A chakra healing session works within the belief that some physical and emotional ailments are manifested forms of a spiritual imbalance or blockage in one or more of the body’s energetic centers, the seven chakras: the crown, third-eye, throat, heart, solar plexus, sacral, or root chakra. In other words, there may be a spiritual element to problems with your immune system, pain in your shoulders, or varying forms of emotional or mental burdens held within yourself that a healer can address by removing a chakra blockage or invigorating a depleted (low energy) chakra with prana energy.

As with visiting any religious figure, it’s important to come to a session dressed modestly. So, leave the beachwear in the hotel room. While healing sessions vary dependent on the healer and the issue you’re focusing on, most sessions take place fully clothed or with blankets to cover the areas that are not being worked on while lying down on a table. Instead of the relaxing touch of a masseuse, most healers will barley touch you at all. Instead they’ll hold their hands above the chakra centers on your body, occasionally applying minimal to firm amounts of fixed pressure to the chakra area either in silence or alongside a mantra or prayer. But if they do touch you, you might wish they hadn’t—belly massages and the reflexology methods used by some healers are so painful (yet releasing) that it can have even the most stoic among us red faced with tears. I say this from very fresh first-hand experience.

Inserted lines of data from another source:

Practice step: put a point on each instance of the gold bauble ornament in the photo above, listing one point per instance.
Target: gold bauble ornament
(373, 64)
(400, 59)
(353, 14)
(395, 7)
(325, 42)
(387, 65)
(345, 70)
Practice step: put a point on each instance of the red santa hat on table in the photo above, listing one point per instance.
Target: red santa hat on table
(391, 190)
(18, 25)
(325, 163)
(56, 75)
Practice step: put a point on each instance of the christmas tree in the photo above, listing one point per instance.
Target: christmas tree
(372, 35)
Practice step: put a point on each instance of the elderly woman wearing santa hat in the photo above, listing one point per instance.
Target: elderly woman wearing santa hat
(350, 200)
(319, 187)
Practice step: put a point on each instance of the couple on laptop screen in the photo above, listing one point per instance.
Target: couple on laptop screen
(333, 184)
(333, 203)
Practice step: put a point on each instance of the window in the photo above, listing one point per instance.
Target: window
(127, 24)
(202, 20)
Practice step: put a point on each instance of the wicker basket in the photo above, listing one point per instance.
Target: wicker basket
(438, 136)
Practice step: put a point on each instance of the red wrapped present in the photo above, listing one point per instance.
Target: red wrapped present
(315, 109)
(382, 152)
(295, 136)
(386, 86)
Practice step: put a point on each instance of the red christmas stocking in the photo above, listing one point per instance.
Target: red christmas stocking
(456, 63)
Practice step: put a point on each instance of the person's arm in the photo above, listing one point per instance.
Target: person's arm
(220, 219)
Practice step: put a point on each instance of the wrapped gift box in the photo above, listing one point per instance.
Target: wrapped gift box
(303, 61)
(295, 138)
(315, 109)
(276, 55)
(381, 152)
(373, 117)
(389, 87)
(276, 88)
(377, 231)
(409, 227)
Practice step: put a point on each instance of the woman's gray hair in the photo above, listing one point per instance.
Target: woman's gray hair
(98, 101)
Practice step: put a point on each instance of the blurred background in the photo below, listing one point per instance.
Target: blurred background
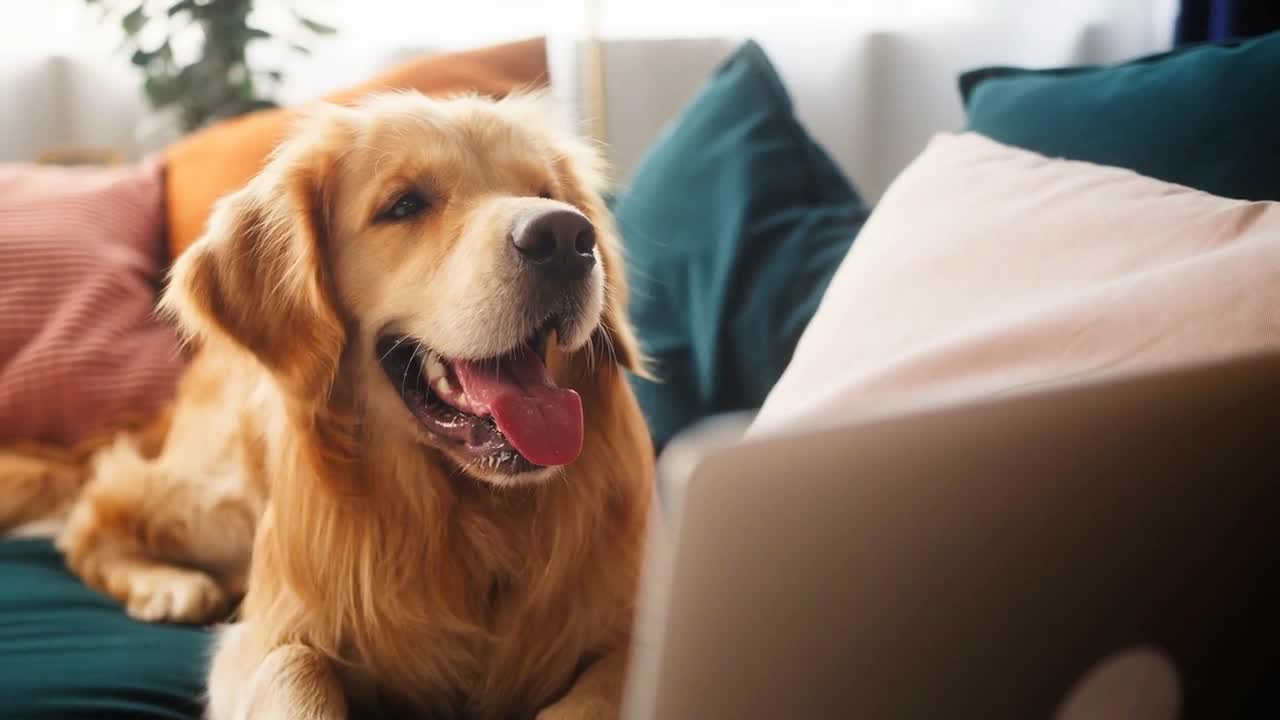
(872, 80)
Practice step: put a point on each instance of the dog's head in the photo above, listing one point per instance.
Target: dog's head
(444, 267)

My session with Pak Dewa Made started off exactly how I imagined any mystic healing experience to: with incense. From then on everything was new. Encouraging me to close my eyes and take long breaths in and out, Pak Dewa Made began tracing my body with incense and praying in a low guttural voice. Suddenly Pak Dewa Made pressed hard on my forehead’s third-eye chakra then pulled his hand away with a simultaneous exaggerated exhale like a gust of wind. The resulting effect: an instantaneous and extreme euphoric high and bodily lightness. “Is this magic? Is this incense made of ayahuasca?” I questioned in my mind. As someone who isn’t particularly spiritual, I seriously wondered.

Throughout the session, Pak Dewa Made moved between chakras in mantras and silence, and as he progressed so did a warm numbness in my hands that paired with the involuntary rapid eye movement you experience while deep in meditation or REM sleep. What stood out most to me was the welling of certain emotions that came out of nowhere, unpaired to any particular thought or memory. Like a doctor testing your knees’ reflexes with a little rubber hammer, I found myself brought to cathartic tears throughout the session by the slightest touch of pressure to which Pak Dew Made would simply reply, “Yes, this is good.”

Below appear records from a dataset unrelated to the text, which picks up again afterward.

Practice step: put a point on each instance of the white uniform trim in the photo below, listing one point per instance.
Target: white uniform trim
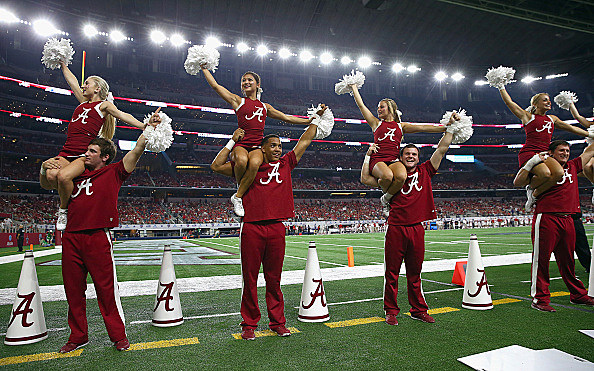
(116, 288)
(535, 253)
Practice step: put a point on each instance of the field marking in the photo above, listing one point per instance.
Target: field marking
(262, 333)
(354, 322)
(163, 344)
(38, 357)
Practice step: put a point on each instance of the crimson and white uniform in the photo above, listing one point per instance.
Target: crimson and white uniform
(85, 125)
(539, 132)
(87, 248)
(251, 117)
(268, 201)
(405, 238)
(387, 136)
(553, 232)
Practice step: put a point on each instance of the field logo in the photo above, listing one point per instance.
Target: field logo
(166, 296)
(27, 301)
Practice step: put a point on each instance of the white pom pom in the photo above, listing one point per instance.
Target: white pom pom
(591, 132)
(325, 123)
(159, 138)
(462, 128)
(199, 55)
(500, 76)
(355, 78)
(565, 98)
(55, 51)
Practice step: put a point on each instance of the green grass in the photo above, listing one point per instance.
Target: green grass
(412, 345)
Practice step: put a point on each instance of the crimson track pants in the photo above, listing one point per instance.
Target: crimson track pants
(553, 234)
(408, 243)
(91, 252)
(262, 244)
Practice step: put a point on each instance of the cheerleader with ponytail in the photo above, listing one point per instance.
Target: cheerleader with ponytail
(95, 115)
(539, 131)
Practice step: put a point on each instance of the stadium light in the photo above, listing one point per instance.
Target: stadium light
(326, 58)
(305, 56)
(412, 68)
(242, 47)
(262, 50)
(397, 67)
(44, 28)
(458, 76)
(212, 42)
(90, 31)
(158, 37)
(284, 53)
(117, 36)
(177, 40)
(364, 62)
(440, 76)
(7, 17)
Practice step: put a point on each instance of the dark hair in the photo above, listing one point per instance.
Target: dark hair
(556, 143)
(410, 145)
(266, 138)
(107, 148)
(256, 76)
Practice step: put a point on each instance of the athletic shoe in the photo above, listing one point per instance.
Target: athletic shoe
(62, 215)
(391, 319)
(70, 346)
(531, 199)
(281, 331)
(543, 307)
(237, 205)
(423, 317)
(385, 207)
(121, 345)
(587, 300)
(248, 334)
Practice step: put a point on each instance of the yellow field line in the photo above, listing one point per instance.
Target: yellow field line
(267, 333)
(164, 344)
(38, 357)
(354, 322)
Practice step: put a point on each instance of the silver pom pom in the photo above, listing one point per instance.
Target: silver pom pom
(55, 51)
(462, 129)
(500, 76)
(565, 98)
(355, 78)
(199, 55)
(325, 123)
(158, 138)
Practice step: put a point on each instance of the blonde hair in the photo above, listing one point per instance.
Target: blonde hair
(534, 100)
(392, 108)
(108, 128)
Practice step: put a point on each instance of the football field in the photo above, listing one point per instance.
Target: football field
(355, 336)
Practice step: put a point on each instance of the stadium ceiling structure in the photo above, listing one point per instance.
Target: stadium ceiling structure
(463, 34)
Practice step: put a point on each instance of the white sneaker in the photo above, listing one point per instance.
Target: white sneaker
(531, 200)
(385, 207)
(62, 215)
(237, 205)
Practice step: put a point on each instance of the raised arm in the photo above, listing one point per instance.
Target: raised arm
(576, 115)
(233, 99)
(560, 124)
(372, 121)
(367, 178)
(278, 115)
(220, 164)
(518, 111)
(444, 144)
(72, 82)
(419, 128)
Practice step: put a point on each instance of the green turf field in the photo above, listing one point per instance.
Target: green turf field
(212, 316)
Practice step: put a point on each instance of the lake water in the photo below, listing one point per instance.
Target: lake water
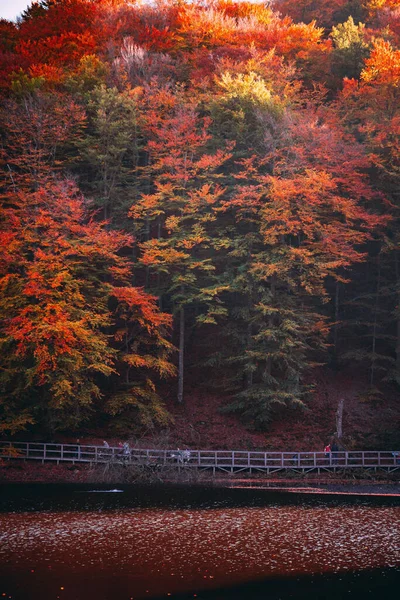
(64, 542)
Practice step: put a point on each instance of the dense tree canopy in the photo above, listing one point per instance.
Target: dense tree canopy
(190, 188)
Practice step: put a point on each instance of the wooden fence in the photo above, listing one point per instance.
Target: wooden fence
(230, 461)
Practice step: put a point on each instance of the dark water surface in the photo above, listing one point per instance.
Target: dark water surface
(91, 543)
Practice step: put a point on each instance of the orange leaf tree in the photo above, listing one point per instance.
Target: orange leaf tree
(65, 307)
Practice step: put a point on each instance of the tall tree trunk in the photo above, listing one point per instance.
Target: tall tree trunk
(375, 324)
(397, 269)
(339, 419)
(181, 353)
(336, 326)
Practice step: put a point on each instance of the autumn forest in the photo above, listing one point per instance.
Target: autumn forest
(195, 191)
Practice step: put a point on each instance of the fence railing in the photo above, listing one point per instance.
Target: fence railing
(225, 460)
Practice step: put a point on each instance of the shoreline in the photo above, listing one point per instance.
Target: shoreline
(17, 473)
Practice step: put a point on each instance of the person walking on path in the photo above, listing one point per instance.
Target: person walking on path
(327, 451)
(335, 450)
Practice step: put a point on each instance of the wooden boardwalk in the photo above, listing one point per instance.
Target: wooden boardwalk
(228, 461)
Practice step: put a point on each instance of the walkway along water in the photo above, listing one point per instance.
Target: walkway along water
(228, 461)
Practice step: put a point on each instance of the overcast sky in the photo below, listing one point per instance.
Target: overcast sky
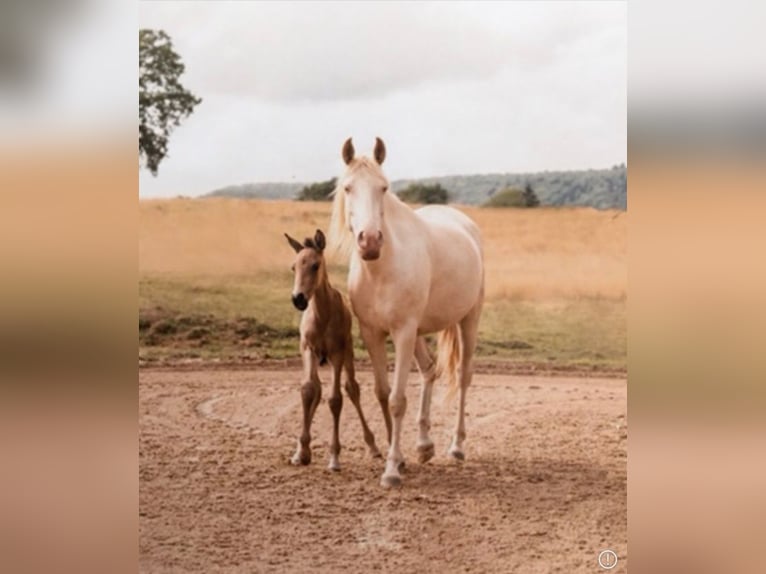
(451, 88)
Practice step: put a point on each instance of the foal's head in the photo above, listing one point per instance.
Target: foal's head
(359, 199)
(309, 268)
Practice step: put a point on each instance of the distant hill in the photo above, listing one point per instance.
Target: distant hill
(600, 188)
(259, 191)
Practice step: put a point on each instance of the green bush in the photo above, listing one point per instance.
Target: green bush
(423, 193)
(321, 191)
(508, 197)
(513, 197)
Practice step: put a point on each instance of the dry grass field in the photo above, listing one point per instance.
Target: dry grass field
(215, 282)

At the end of the session, I had a newfound boost of energy as well as a deep sense of calm and lightness that felt bigger than myself. Pak Dewa Made accurately explained the sources of the sort of emotional chakra blockages he found in me which can lead to physical pain or illness. “The soul is like a video recorder that is always on,” he said, “we take everything that happens into the soul whether or not we realize we do.” He then explained that the chakra blockages had been removed and now it was up to me to maintain them with various forms of physical and emotional self-care, meditation and living a generally balanced life.

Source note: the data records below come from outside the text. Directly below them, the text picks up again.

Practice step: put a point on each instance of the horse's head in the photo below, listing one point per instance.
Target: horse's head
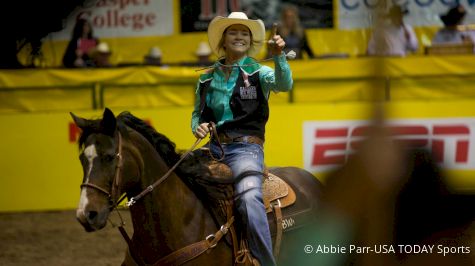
(101, 161)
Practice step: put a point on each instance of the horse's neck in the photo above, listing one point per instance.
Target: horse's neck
(171, 216)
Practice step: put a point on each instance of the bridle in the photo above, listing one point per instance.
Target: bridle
(182, 255)
(115, 182)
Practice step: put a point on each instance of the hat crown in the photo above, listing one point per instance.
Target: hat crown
(219, 24)
(155, 52)
(238, 15)
(103, 47)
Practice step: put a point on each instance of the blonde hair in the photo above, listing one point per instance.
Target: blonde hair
(297, 28)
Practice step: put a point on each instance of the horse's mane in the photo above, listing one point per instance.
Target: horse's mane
(164, 146)
(191, 166)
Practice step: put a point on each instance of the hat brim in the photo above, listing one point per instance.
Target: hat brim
(219, 24)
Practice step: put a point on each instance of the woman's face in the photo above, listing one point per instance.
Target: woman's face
(237, 40)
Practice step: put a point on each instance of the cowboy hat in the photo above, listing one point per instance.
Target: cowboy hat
(454, 16)
(219, 24)
(101, 48)
(154, 53)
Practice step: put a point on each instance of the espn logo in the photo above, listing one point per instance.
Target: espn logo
(329, 144)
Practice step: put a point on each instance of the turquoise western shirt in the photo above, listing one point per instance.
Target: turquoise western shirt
(220, 90)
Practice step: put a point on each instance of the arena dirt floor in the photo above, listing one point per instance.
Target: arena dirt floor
(56, 238)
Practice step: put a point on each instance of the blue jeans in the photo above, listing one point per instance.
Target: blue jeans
(242, 157)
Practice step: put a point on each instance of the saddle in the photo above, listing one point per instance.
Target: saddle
(274, 189)
(277, 194)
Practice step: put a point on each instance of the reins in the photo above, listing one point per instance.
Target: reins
(179, 256)
(150, 188)
(213, 132)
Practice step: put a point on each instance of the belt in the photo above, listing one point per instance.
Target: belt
(248, 139)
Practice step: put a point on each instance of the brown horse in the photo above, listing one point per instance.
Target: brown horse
(124, 155)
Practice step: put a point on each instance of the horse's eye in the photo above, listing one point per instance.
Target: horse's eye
(108, 158)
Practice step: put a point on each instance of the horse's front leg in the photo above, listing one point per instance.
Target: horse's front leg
(128, 260)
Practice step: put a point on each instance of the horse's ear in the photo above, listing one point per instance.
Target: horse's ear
(80, 122)
(108, 122)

If there’s one thing you should do following your healing session it’s give yourself some time. While some people report feeling very little during or after the sessions, others find that the hour or two following can be deeply emotional or pensive and you may want to sit alone with the experience and any revelations. There can also be some lingering effects from the energy work that doesn’t exactly put you in the right head space to get your day drink on with friends. Also, drink plenty of water and let yourself rest if you need it. After all, you did just literally bare your soul to someone.